Figure 4.. Siderophores as therapeutic targets and diagnostic tools.

(a) During infection, various siderophores are secreted by pathogens to thrive in the host despite host-mediated iron limitation. In experimental models, siderophores have been targeted for vaccination by linkage to a carrier protein in order to generate anti-siderophore antibodies. Whereas pathogens (e.g., Salmonella, UPEC) were able to successfully replicate in naïve hosts, siderophore-based immunization reduced their colonization levels. (b) Conjugation of antimicrobial peptides or antibiotics to siderophores. (b.I) An enterobactin-ciprofloxacin conjugate is transported through a common siderophore receptor found in the outer membrane of all E. coli strains.

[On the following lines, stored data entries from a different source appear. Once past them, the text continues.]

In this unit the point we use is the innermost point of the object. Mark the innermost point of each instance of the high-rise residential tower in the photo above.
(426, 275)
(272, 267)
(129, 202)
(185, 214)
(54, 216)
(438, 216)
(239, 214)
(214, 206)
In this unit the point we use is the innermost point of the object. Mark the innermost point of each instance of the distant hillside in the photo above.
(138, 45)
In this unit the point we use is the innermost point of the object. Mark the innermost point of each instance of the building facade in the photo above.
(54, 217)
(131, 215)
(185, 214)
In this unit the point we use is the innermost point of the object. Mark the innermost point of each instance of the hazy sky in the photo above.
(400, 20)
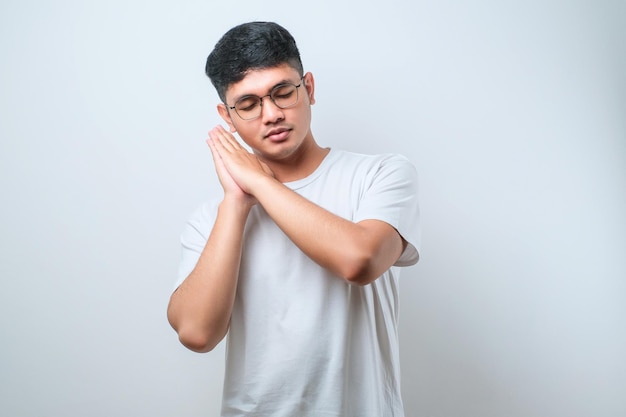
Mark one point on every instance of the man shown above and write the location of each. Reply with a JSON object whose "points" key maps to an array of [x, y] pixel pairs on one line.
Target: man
{"points": [[296, 261]]}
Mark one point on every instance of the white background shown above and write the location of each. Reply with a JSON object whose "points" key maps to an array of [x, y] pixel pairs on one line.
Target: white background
{"points": [[514, 113]]}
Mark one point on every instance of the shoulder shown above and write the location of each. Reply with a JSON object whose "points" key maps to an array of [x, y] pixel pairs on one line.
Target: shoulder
{"points": [[375, 164]]}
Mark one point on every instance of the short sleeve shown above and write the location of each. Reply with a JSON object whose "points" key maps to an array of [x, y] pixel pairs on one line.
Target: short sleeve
{"points": [[193, 239], [391, 195]]}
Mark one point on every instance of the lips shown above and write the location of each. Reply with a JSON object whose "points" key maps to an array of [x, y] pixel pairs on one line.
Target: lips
{"points": [[278, 134]]}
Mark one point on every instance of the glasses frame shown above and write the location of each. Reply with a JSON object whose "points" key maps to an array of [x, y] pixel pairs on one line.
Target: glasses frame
{"points": [[274, 89]]}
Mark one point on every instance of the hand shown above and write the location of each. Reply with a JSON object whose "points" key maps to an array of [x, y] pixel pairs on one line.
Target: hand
{"points": [[231, 189], [238, 166]]}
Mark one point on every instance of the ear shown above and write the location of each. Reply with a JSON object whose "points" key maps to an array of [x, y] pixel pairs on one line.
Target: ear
{"points": [[225, 114], [309, 84]]}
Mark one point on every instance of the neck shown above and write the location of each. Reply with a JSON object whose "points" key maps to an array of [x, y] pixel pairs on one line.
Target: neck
{"points": [[300, 165]]}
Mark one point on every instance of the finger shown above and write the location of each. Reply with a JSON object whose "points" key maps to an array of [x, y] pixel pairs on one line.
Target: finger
{"points": [[227, 138]]}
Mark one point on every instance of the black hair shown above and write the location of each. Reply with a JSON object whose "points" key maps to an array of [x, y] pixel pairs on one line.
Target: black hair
{"points": [[250, 46]]}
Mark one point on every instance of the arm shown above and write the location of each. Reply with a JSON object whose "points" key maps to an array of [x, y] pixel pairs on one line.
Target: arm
{"points": [[358, 252], [200, 309]]}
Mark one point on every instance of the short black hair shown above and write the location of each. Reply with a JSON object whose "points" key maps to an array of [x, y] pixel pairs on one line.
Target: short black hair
{"points": [[250, 46]]}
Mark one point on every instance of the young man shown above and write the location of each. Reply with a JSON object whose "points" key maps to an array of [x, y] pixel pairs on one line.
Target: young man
{"points": [[296, 261]]}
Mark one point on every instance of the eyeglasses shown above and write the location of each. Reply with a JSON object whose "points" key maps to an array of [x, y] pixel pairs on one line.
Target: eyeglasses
{"points": [[283, 96]]}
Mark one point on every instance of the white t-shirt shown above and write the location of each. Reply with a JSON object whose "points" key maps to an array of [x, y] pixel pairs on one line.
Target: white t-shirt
{"points": [[303, 342]]}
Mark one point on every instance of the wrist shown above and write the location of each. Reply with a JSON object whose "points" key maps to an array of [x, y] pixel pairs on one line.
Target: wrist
{"points": [[237, 206]]}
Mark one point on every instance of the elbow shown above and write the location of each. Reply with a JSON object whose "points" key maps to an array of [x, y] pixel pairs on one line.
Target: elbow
{"points": [[194, 336], [198, 341], [359, 271]]}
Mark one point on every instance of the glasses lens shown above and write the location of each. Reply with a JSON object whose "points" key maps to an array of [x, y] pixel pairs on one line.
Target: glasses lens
{"points": [[285, 95], [248, 107]]}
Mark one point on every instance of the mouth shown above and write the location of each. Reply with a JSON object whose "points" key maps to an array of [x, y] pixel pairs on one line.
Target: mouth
{"points": [[278, 134]]}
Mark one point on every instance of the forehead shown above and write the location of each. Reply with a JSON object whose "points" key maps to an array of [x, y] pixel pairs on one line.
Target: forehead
{"points": [[260, 81]]}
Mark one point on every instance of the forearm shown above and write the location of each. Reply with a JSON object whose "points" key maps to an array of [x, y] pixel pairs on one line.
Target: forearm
{"points": [[200, 308], [357, 252]]}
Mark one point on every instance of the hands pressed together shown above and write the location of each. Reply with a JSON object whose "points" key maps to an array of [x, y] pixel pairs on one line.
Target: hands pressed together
{"points": [[237, 169]]}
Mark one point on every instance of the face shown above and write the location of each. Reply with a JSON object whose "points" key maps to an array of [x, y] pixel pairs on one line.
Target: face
{"points": [[277, 134]]}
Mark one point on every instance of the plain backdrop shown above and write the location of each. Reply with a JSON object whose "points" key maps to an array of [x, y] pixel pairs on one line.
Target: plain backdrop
{"points": [[514, 113]]}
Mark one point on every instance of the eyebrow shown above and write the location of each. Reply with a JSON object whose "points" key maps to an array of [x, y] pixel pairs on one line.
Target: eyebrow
{"points": [[284, 81]]}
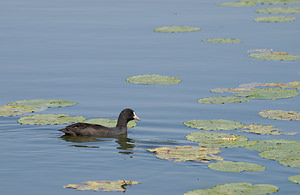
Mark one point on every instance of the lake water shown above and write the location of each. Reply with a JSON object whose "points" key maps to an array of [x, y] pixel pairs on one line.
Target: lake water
{"points": [[84, 50]]}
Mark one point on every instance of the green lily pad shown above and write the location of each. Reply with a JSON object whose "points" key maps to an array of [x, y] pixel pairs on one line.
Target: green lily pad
{"points": [[280, 115], [231, 166], [238, 4], [263, 130], [295, 179], [280, 10], [223, 40], [231, 90], [274, 19], [108, 123], [236, 189], [118, 185], [173, 29], [187, 153], [268, 93], [267, 56], [222, 140], [153, 79], [217, 124], [42, 104], [222, 100], [49, 119]]}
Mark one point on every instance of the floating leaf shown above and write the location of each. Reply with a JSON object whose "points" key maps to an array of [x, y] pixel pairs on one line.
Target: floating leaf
{"points": [[280, 10], [231, 90], [268, 93], [42, 104], [49, 119], [224, 140], [222, 100], [172, 29], [217, 124], [118, 185], [223, 40], [280, 115], [295, 179], [236, 188], [153, 79], [108, 123], [274, 19], [231, 166], [186, 153], [263, 130]]}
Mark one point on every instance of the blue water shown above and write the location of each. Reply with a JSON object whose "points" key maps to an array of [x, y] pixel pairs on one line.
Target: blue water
{"points": [[84, 50]]}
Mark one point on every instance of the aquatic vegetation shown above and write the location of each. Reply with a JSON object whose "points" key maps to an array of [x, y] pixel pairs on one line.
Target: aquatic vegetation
{"points": [[280, 115], [222, 100], [236, 188], [286, 152], [186, 153], [49, 119], [217, 124], [222, 140], [153, 79], [268, 93], [231, 166], [173, 29], [263, 130], [274, 19], [223, 40], [118, 185], [280, 10], [295, 179], [108, 123]]}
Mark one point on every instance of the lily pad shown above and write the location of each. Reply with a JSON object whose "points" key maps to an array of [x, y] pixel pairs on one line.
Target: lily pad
{"points": [[280, 10], [280, 115], [42, 104], [263, 130], [217, 124], [295, 179], [267, 56], [236, 189], [274, 19], [231, 90], [223, 40], [172, 29], [49, 119], [224, 140], [222, 100], [231, 166], [108, 123], [153, 79], [187, 153], [269, 93], [118, 185]]}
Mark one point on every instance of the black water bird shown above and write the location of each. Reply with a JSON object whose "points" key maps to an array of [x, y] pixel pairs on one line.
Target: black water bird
{"points": [[86, 129]]}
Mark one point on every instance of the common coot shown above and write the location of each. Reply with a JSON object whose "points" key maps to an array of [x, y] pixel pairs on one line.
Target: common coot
{"points": [[86, 129]]}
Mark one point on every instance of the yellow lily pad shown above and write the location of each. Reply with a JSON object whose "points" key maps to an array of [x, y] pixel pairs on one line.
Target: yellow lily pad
{"points": [[108, 123], [223, 40], [173, 29], [274, 19], [153, 79], [107, 186], [280, 115], [217, 124], [49, 119], [236, 189], [186, 153], [231, 166]]}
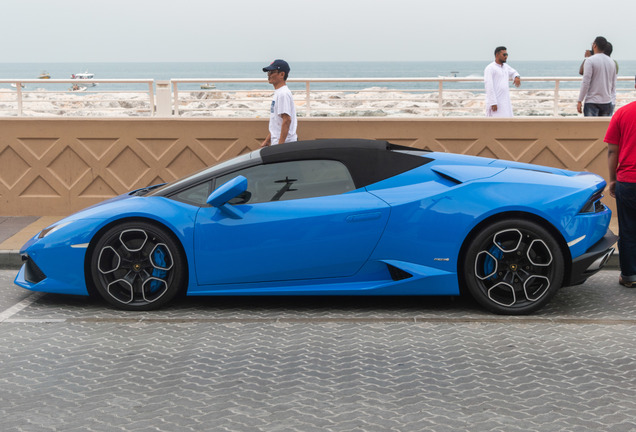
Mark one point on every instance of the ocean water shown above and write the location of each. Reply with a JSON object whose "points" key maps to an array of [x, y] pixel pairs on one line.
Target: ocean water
{"points": [[173, 70]]}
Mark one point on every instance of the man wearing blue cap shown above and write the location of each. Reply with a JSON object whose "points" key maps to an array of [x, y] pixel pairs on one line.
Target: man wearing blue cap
{"points": [[282, 114]]}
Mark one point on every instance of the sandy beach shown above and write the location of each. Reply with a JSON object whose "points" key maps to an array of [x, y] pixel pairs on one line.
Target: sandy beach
{"points": [[369, 102]]}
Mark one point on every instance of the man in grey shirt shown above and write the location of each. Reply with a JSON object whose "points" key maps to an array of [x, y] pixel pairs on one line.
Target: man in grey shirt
{"points": [[598, 88]]}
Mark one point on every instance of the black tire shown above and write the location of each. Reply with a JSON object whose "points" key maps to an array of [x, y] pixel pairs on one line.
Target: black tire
{"points": [[513, 267], [137, 266]]}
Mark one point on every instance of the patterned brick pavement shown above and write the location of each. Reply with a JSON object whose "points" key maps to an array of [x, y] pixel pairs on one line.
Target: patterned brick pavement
{"points": [[335, 364]]}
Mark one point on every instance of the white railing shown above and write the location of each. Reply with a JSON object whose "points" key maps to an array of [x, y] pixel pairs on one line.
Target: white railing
{"points": [[441, 97], [314, 97], [77, 97]]}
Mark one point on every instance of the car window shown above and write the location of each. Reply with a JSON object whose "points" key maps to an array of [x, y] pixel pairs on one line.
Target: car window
{"points": [[196, 195], [292, 180]]}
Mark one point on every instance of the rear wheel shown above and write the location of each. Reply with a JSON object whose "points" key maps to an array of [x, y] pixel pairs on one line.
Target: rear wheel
{"points": [[137, 266], [513, 267]]}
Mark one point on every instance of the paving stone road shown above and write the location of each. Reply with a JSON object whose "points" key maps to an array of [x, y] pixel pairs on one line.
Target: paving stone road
{"points": [[319, 364]]}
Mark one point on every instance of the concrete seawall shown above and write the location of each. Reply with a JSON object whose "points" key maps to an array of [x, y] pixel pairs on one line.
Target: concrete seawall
{"points": [[57, 166]]}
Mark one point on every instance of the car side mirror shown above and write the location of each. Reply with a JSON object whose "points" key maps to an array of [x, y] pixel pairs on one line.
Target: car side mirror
{"points": [[221, 196]]}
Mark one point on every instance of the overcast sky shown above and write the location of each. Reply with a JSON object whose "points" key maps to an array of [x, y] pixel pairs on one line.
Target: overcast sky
{"points": [[310, 30]]}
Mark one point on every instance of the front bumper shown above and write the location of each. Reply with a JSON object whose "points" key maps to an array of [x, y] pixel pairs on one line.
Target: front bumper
{"points": [[592, 260]]}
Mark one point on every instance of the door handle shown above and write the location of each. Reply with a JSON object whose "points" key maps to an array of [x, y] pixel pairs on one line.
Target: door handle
{"points": [[361, 217]]}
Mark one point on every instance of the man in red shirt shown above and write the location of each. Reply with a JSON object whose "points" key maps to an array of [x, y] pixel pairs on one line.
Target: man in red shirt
{"points": [[621, 161]]}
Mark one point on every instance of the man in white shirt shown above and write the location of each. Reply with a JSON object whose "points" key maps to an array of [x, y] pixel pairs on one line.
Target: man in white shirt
{"points": [[598, 87], [497, 76], [282, 116]]}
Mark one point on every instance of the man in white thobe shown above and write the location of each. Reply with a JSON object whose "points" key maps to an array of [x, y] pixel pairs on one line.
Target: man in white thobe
{"points": [[497, 76]]}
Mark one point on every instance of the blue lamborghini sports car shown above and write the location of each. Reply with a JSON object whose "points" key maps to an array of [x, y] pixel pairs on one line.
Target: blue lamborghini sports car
{"points": [[335, 217]]}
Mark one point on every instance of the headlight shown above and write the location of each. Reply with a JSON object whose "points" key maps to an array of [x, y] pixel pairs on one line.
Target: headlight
{"points": [[52, 229]]}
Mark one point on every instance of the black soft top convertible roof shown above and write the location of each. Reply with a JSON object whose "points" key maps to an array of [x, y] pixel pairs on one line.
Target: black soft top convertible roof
{"points": [[368, 161]]}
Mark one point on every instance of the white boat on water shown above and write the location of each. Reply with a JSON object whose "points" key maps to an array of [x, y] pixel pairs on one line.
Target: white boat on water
{"points": [[85, 75]]}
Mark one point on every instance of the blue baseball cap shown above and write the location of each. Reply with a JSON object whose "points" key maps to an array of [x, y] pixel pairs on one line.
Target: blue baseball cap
{"points": [[277, 65]]}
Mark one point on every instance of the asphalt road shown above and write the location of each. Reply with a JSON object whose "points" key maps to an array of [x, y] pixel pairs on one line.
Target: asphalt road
{"points": [[319, 364]]}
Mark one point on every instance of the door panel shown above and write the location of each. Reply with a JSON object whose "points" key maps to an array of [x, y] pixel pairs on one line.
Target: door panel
{"points": [[322, 237]]}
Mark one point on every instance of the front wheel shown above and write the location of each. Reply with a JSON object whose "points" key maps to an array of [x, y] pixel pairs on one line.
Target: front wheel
{"points": [[513, 267], [137, 266]]}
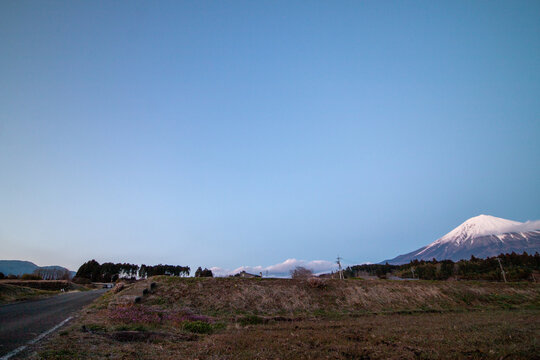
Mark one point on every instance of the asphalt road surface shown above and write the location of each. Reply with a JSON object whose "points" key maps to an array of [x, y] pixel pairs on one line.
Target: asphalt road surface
{"points": [[24, 321]]}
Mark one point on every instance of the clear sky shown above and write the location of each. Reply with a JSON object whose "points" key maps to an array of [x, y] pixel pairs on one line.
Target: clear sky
{"points": [[231, 133]]}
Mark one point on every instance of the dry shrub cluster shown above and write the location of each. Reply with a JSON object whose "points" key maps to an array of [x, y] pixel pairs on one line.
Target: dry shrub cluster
{"points": [[316, 283]]}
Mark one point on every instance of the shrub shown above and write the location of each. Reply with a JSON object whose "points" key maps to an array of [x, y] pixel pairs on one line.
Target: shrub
{"points": [[81, 280], [198, 327], [251, 320], [317, 283]]}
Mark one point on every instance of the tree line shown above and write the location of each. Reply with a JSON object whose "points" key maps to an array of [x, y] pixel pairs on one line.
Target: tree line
{"points": [[108, 272], [517, 267]]}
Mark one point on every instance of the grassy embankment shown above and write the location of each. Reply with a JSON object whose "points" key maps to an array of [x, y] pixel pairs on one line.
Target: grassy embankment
{"points": [[21, 290], [272, 318]]}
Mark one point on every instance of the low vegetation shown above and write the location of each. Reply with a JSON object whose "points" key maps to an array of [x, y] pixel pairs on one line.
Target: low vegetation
{"points": [[235, 318], [11, 293]]}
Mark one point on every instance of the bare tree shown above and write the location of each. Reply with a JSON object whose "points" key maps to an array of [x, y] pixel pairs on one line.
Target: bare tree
{"points": [[301, 272]]}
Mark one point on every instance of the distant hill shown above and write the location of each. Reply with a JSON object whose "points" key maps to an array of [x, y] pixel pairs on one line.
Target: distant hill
{"points": [[19, 267], [482, 236]]}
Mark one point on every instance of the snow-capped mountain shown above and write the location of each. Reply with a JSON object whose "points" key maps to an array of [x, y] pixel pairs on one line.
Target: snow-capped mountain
{"points": [[481, 236]]}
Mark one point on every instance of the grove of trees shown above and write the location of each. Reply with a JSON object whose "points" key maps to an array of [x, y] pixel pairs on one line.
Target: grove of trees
{"points": [[109, 271], [517, 267]]}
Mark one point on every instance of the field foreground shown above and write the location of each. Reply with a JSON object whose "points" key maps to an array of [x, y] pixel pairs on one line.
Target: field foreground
{"points": [[186, 318]]}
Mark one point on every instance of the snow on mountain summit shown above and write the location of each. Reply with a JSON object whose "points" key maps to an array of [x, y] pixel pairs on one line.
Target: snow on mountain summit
{"points": [[478, 226], [481, 236]]}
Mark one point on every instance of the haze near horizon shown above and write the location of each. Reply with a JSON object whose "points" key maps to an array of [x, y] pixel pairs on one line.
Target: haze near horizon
{"points": [[245, 134]]}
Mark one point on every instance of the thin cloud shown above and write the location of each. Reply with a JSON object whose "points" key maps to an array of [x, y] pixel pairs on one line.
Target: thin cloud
{"points": [[281, 269], [523, 227]]}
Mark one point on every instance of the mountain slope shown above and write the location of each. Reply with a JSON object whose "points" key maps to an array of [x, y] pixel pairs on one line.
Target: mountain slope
{"points": [[19, 267], [481, 236]]}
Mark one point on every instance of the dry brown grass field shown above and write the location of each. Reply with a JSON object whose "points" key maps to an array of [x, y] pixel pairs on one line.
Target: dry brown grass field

Once in the cytoplasm, the IroD esterase, which is mainly found in pathogenic E. coli strains, processes the enterobactin-ciprofloxacin prodrug and thereby enables ciprofloxacin-mediated inhibition of DNA synthesis. (b.II) Certain strains of Enterobacteriaceae, such as E. coli Nissle or K. pneumoniae, secrete microcins in response to nutrient (e.g., Fe) limitation. It is generally thought that the siderophore moiety enables these small antimicrobial peptides to better target susceptible strains of Enterobacteriaceae by utilizing their siderophore receptors for import. (c) Microbial siderophore uptake during infection can be leveraged for imaging applications. During lung infection, Aspergillus scavenges iron (Fe) via siderophores. Injection of siderophores radiolabeled with ⁶⁸Ga in experimental Aspergillus infections enabled the visualization of the lung infection site by PET/CT.